A passagem dos 50 anos do golpe militar no Brasil esta semana suscitou velhos rancores e debates. A barbaridade em que se transformou a nobre (e necessária) atividade política leva muitos brasileiros a bradar “saudades da ditadura”, conforme demonstram diversas pesquisas. Não tenho perfil no Facebook, nem possuo twitter, mas sei que há uma epidemia retrô, resultado de revolta, com a impunidade e uma boa dose de desinformação.
Minha mais nítida lembrança dos anos de chumbo foi ambientada dentro de casa. Meu pai sempre pertencia à oposição, foi militante do MDB (Movimento Democrático Brasileiro) que duelava com a Arena (Aliança Renovadora Nacional), partido dos donos do poder. Era época do bipartidarismo. A militância do velho Giba permitiu conviver com personagens de destaque da política gaúcha e brasileira, como Pedro Simon e Paulo Brossard.
Eles chegavam pelos fundos e sussurravam. Meu pai me chamava:
– Olha, guri… fica sentado no muro lá da frente e se o jipe da Brigada Militar passar mais de duas vezes, avisa! – repetia.
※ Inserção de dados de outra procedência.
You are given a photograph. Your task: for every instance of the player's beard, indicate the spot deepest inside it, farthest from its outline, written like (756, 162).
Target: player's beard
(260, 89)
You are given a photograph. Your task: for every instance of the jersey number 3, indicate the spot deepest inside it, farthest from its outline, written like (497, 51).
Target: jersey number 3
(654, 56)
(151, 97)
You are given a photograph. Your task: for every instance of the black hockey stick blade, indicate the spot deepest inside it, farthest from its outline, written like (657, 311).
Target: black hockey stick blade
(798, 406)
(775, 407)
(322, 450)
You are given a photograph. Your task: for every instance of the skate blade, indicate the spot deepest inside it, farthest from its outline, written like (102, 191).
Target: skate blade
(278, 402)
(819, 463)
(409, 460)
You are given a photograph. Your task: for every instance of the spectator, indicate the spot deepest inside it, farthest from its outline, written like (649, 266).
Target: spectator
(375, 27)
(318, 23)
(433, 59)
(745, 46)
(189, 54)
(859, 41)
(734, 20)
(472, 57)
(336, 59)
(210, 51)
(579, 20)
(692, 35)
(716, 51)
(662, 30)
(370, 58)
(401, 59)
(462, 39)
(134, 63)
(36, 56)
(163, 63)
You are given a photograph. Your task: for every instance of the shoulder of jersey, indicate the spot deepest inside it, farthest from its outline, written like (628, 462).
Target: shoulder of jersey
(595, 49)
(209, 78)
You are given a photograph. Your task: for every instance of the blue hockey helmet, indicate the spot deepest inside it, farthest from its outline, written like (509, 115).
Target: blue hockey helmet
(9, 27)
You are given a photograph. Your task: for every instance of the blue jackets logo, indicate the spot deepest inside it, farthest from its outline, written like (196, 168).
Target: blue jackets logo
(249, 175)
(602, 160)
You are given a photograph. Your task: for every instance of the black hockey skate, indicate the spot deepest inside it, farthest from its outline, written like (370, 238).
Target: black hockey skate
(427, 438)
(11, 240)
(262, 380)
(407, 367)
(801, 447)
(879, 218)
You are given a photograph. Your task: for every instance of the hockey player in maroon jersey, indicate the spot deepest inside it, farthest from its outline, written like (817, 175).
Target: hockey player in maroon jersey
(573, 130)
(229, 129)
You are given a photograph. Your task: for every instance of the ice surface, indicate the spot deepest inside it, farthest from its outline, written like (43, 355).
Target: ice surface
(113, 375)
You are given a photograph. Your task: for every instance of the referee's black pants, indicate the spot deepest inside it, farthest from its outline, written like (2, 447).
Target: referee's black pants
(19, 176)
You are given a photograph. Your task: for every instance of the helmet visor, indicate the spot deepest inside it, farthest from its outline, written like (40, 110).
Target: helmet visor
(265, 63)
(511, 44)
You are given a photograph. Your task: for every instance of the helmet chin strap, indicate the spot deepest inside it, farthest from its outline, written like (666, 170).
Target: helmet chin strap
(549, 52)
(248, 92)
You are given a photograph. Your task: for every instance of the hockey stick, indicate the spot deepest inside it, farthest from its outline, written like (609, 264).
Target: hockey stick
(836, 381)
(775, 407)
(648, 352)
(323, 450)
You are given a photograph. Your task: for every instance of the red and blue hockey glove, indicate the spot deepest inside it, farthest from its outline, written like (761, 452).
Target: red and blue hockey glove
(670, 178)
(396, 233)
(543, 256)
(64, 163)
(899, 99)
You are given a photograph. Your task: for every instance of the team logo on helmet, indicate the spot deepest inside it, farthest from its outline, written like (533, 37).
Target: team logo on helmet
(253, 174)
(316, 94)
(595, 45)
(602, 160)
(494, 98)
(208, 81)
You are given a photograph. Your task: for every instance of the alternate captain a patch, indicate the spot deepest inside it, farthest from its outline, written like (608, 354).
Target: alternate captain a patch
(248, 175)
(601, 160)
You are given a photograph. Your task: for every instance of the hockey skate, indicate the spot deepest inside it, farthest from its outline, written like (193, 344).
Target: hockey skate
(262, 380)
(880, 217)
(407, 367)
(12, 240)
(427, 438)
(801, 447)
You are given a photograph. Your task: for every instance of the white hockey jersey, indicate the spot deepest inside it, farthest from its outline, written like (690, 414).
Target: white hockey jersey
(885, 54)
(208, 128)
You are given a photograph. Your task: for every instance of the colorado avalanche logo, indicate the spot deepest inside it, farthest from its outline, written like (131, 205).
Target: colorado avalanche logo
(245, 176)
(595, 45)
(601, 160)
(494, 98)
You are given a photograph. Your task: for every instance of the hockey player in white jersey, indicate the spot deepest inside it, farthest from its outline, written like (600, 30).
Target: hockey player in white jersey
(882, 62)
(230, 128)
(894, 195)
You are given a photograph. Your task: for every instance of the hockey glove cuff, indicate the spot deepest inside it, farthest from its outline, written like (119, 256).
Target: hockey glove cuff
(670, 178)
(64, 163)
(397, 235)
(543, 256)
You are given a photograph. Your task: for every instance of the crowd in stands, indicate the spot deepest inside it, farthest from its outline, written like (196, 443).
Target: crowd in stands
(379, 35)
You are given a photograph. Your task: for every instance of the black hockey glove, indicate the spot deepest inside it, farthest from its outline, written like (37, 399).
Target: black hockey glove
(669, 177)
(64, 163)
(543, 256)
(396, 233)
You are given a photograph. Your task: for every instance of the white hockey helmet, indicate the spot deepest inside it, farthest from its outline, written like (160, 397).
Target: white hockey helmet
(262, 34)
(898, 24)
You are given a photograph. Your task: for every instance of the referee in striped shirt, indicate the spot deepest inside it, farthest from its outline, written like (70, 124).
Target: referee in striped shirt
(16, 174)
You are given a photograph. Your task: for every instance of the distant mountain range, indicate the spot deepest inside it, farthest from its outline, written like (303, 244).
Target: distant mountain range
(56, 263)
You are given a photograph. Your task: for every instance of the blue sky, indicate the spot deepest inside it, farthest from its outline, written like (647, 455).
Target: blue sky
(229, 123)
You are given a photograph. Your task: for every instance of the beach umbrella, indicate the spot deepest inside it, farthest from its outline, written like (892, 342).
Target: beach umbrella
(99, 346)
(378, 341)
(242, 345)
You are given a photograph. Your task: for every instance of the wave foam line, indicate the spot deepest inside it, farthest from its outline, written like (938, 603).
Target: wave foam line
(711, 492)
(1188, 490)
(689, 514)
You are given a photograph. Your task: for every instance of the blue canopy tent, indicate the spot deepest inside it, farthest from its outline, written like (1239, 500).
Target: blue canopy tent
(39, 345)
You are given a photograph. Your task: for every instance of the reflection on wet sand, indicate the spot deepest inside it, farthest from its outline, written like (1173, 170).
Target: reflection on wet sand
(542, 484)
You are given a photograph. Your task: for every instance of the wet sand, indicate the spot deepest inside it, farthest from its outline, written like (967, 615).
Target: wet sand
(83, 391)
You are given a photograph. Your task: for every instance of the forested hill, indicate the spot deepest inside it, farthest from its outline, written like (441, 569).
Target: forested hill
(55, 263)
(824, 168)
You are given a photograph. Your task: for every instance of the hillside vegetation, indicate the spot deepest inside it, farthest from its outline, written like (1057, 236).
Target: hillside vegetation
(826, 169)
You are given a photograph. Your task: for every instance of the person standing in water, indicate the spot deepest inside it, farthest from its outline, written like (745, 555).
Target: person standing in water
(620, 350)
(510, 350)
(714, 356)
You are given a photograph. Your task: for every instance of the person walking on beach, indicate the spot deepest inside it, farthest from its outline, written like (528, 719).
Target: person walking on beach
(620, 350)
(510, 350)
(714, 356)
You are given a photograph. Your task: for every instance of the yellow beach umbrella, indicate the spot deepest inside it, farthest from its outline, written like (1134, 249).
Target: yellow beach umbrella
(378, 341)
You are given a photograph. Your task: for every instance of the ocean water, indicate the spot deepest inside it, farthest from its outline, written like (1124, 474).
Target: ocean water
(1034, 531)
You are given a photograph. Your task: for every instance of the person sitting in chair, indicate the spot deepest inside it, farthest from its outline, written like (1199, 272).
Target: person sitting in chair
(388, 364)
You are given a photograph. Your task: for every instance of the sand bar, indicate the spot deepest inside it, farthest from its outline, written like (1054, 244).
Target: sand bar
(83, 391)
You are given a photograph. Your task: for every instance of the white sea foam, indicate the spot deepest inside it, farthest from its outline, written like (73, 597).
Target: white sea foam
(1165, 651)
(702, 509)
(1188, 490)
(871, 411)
Ele e os visitantes ficavam horas articulando no escuro. Graças a Deus nunca a viatura dos brigadianos passou por ali, mas a cena é inesquecível. Em 1968 meu pai elegeu-se vereador pelo MDB, mas mantinha relações civilizadas com o prefeito (e com a bancada) da Arena. A postura de conviver pacificamente com “os contrários” me fascina até hoje.
– Aprende a conviver com aqueles que pensam de maneira diferente que tu saberás enfrentar todas as dificuldades da vida – ensinava diante do meu espanto.
O desenvolvimento alcançado na ditadura endividou o país que até hoje paga juros abusivos a bancos internacionais
Atualmente ouço muita gente tecendo loas à ditadura. Afirmam – entre outras coisas – que não se roubava como hoje. Acho, porém, que escondiam de nós as notícias comprometedoras do governo de plantão. Como diz o velho ditado “quando a guerra começa, a primeira vítima é a verdade”. O controle dos meios de comunicação – e de manifestações artísticas como música e teatro – foi implacável, traumática, sistemática e violenta como toda censura.
O desenvolvimento econômico da época – outro argumento dos saudosos – é incontestável. Contesto, apenas, o alto custo que pagamos até hoje através de empréstimos bilionários contraídos a juros escorchantes junto a organismos internacionais. Isso inflou o endividamento histórico e infindável de consequências corrosivas que ainda perduram.
O amordaçamento da oposição, através das sucessivas cassações lastreadas pelo famigerado Ato Institucional nº 5, conhecido historicamente como AI-5, foi outras faceta da sonegação da verdade, da opinião contrária, da “outra versão” tão necessária para assegurar nossos direitos. Respeito profundamente a opinião daqueles que têm saudades da ditadura, mas lembro que, se o sistema fosse mantido, seria impossível que estes manifestassem seus pontos de vista.
A democracia é um sistema falho, mas ainda é o melhor que existe. Usufruir o direito de manifestação, mesmo com opiniões equivocadas é, talvez, o maior mérito da liberdade.
Amordaçar os contrários não é disputa. É covardia, ausência de razão e estímulo à injustiça.